Pese a que aún no pasa el peligro del Covid, el mundo entero está enfocado en la reactivación económica, en parte porque a estas alturas, también se trata de un regreso a la normalidad democrática, al haberse situado los pueblos en un estado de restricción de libertades civiles y sociales durante varios meses. El discurso ha cambiado hacia cómo podemos seguir nuestra vida, cuidando nuestra salud, y no en cómo le podemos hacer para seguir encerrados; y es un cambio de discurso global. Es interesante leer los ensayos de algunos filósofos y pensadores, publicados (a las prisas, se entiende) durante las primeras semanas del gran confinamiento. Hay de todo, pero algunos proclamaban diatribas bastante esotéricas sobre el juicio final de todo, y el renacimiento total de la economía y la sociedad. Como siempre, cuando miles de voces anuncian el advenimiento de una nueva era, lo más probable es que no se produzca, al menos en ese momento. Hablando del modo de producción, todo indica que el capitalismo no irá a ningún lado, a pesar de los arrebatos hippies o las crisis de pánico que se observaron al principio de la crisis sanitaria. Como han dicho otros, el capitalismo muestra una enorme resiliencia y capacidad de mutación, que le ha permitido sobrevivir a cambios civilizatorios de gran calado. Así pues, de lo que se empieza a hablar es de un capitalismo postpandemia, que permite asimilar el enorme impacto de este fenómeno viral, sin dejar de observar los nuevos mercados y configuraciones económicas que desde ahora se nos presentan como nuevas realidades.
En lo que respecta a la globalización, entendida como un modelo estructurante de cadenas de suministro global, basado en el libre tránsito de capitales y la restricción al tráfico de personas (que son, a la vez, consumidores y trabajadores), los elementos actuales nos permiten aventurar que sufrirá un cambio radical. Uno de los escenarios más plausibles es su tránsito hacia una regionalización tripartita, donde los países graviten hacia su centro económico más cercano.

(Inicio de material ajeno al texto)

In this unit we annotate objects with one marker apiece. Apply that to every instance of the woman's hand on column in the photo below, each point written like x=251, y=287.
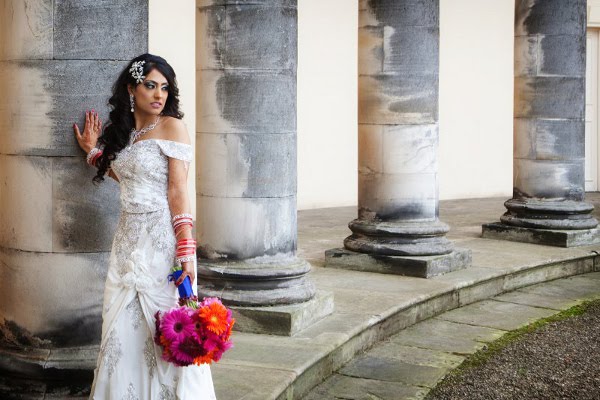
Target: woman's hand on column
x=91, y=131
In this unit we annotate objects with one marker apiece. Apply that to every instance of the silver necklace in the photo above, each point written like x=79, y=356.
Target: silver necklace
x=136, y=134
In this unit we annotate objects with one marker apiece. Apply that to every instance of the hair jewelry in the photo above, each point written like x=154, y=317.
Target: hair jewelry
x=137, y=71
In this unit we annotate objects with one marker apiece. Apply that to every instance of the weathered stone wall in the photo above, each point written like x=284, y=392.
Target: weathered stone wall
x=398, y=109
x=246, y=147
x=246, y=136
x=398, y=79
x=57, y=59
x=549, y=122
x=549, y=117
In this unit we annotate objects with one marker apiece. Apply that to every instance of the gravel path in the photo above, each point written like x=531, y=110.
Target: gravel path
x=561, y=360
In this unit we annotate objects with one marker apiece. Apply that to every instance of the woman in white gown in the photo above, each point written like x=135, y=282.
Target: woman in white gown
x=145, y=147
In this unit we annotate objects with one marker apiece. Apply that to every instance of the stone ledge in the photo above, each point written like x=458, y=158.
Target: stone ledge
x=354, y=335
x=548, y=237
x=419, y=266
x=283, y=320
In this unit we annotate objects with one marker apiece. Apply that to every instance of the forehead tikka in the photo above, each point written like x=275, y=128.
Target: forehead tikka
x=137, y=71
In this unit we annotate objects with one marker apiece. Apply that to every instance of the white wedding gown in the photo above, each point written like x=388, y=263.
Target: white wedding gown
x=129, y=365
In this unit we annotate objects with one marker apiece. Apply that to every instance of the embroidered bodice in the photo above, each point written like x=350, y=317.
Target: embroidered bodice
x=142, y=169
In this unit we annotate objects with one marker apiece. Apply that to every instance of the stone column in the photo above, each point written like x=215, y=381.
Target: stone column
x=246, y=152
x=57, y=58
x=398, y=139
x=549, y=128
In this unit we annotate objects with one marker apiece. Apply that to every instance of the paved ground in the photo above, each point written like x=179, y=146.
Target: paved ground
x=410, y=363
x=370, y=308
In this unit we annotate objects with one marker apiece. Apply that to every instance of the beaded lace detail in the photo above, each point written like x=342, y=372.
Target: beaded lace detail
x=142, y=169
x=135, y=312
x=150, y=355
x=167, y=393
x=111, y=352
x=130, y=395
x=158, y=225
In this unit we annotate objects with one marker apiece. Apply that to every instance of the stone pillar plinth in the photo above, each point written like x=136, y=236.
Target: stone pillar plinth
x=548, y=204
x=398, y=139
x=246, y=152
x=57, y=58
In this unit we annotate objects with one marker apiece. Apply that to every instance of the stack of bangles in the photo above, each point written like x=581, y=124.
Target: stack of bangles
x=93, y=156
x=186, y=248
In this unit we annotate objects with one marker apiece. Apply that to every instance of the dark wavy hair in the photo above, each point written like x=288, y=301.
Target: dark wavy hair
x=118, y=130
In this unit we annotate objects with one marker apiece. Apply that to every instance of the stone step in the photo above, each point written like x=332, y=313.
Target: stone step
x=410, y=363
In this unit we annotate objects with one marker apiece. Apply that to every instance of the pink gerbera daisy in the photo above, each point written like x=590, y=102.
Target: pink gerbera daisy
x=177, y=325
x=186, y=350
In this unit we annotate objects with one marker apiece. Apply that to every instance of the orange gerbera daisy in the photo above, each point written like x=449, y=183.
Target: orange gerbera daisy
x=215, y=317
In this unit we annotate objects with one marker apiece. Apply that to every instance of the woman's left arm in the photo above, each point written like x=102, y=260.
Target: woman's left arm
x=178, y=196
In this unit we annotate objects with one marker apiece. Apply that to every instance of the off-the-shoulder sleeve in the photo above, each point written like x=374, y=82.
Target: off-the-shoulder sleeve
x=180, y=151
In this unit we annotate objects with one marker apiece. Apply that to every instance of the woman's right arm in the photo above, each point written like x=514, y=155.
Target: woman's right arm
x=88, y=139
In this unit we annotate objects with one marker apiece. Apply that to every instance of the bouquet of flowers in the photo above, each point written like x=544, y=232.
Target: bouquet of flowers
x=196, y=332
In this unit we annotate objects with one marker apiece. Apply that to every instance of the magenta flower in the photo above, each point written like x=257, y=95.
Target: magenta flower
x=177, y=325
x=186, y=350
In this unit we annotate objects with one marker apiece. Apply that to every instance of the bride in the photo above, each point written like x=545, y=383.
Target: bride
x=146, y=148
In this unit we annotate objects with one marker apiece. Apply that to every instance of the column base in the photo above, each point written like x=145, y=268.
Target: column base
x=284, y=320
x=35, y=373
x=278, y=281
x=419, y=266
x=548, y=237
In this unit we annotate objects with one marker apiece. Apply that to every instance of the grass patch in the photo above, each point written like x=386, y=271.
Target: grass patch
x=491, y=349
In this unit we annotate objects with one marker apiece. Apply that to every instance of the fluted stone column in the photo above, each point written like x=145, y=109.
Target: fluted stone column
x=549, y=127
x=57, y=58
x=398, y=133
x=246, y=146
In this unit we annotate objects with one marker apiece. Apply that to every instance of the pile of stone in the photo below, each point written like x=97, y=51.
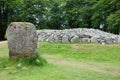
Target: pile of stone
x=78, y=35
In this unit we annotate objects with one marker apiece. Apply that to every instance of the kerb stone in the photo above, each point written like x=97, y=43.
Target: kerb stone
x=22, y=40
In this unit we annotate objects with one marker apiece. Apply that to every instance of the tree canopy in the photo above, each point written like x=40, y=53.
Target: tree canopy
x=61, y=14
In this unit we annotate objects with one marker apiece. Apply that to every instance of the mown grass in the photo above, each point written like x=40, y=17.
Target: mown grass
x=83, y=51
x=106, y=57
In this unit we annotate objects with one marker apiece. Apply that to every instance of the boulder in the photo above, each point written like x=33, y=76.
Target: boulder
x=22, y=40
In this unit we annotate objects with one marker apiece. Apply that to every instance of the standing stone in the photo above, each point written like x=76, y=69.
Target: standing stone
x=22, y=40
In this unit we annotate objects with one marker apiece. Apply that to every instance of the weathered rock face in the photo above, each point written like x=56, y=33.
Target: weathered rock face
x=78, y=35
x=22, y=40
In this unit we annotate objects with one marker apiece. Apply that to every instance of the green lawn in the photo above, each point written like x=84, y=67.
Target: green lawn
x=79, y=61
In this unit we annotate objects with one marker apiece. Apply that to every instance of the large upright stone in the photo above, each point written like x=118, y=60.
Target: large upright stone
x=22, y=40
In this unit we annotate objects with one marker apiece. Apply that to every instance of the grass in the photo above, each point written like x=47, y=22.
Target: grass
x=78, y=61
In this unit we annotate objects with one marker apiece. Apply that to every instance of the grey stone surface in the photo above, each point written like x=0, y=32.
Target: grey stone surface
x=78, y=35
x=22, y=40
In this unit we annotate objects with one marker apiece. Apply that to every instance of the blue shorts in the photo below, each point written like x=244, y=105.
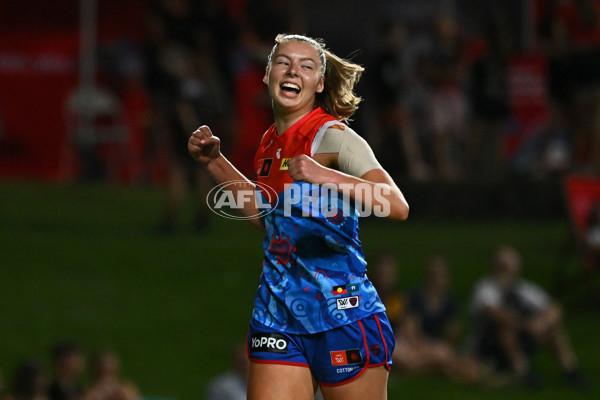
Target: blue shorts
x=334, y=357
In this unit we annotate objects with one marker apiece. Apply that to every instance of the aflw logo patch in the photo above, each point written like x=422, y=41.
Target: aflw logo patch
x=284, y=163
x=347, y=302
x=269, y=342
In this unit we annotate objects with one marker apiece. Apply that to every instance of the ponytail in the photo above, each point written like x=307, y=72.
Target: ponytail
x=338, y=97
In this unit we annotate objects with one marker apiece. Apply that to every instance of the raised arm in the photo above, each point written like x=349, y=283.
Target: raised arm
x=345, y=160
x=205, y=148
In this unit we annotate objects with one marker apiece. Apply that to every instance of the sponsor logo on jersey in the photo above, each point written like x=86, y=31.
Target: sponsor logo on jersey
x=284, y=163
x=346, y=303
x=269, y=342
x=353, y=287
x=339, y=290
x=345, y=357
x=345, y=289
x=264, y=166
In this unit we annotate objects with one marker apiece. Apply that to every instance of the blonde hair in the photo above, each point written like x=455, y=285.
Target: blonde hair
x=338, y=97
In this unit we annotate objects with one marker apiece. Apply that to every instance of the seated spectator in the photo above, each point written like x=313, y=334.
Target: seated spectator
x=29, y=382
x=107, y=383
x=512, y=317
x=427, y=335
x=69, y=364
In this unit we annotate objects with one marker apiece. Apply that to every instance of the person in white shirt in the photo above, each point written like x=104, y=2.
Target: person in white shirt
x=513, y=317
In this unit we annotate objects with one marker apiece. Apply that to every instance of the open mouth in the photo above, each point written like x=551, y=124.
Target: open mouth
x=290, y=88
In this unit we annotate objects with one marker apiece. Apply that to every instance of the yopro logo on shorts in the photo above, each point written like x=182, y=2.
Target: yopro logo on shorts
x=269, y=342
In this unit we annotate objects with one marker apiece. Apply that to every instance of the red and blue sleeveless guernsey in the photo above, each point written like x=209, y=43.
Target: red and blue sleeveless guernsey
x=314, y=270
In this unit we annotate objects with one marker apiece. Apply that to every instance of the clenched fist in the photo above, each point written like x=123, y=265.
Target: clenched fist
x=203, y=146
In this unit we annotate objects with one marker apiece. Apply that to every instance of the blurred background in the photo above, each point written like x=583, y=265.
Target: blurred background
x=487, y=114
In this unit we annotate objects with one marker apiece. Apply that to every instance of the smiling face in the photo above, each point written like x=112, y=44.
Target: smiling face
x=294, y=78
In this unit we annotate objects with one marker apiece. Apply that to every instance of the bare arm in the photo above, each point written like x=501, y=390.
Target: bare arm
x=205, y=148
x=384, y=197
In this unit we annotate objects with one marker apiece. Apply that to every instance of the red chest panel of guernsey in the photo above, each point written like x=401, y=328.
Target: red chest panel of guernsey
x=275, y=151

Las principales economías del mundo, Estados Unidos, la Unión Europea y China, están presionando a sus socios comerciales más pequeños para aceptar nuevas reglas, que trascienden lo comercial, y se alejan del viejo paradigma neoliberal. Las elecciones en el vecino del norte se decidirán en noviembre, pero por lo pronto el candidato puntero en las encuestas, Joe Biden, se ha comprometido a regresar a su país al acuerdo de París y a sancionar con aranceles a las materias primas de países que incumplan los acuerdos climáticos. Hay casos interesantes, como el de Camboya, a quien se ha retirado la exención arancelaria desde la Unión Europea, por violaciones a las normas internacionales ius cogens dentro de su territorio. Con los países del Mercosur, condicionaron los acuerdos a que los países de la región sudamericana cumplan con los acuerdos climáticos y eviten el maltrato animal. Sin entrar en las motivaciones extra garantistas que tengan esas cláusulas (que pueden ser muy pragmáticas), el hecho es que la nueva globalización consiste de reglas mercantiles acompañadas de reglas domésticas de gobierno. Y eso obligará a los países a ser muy cuidadosos de su política interior. En esta nueva época, ni siquiera desde un punto de vista cínico, el dinero será lo único que importa. La política económica y el Estado de Derecho estarán más alineados que nunca. En principio, no es una mala idea.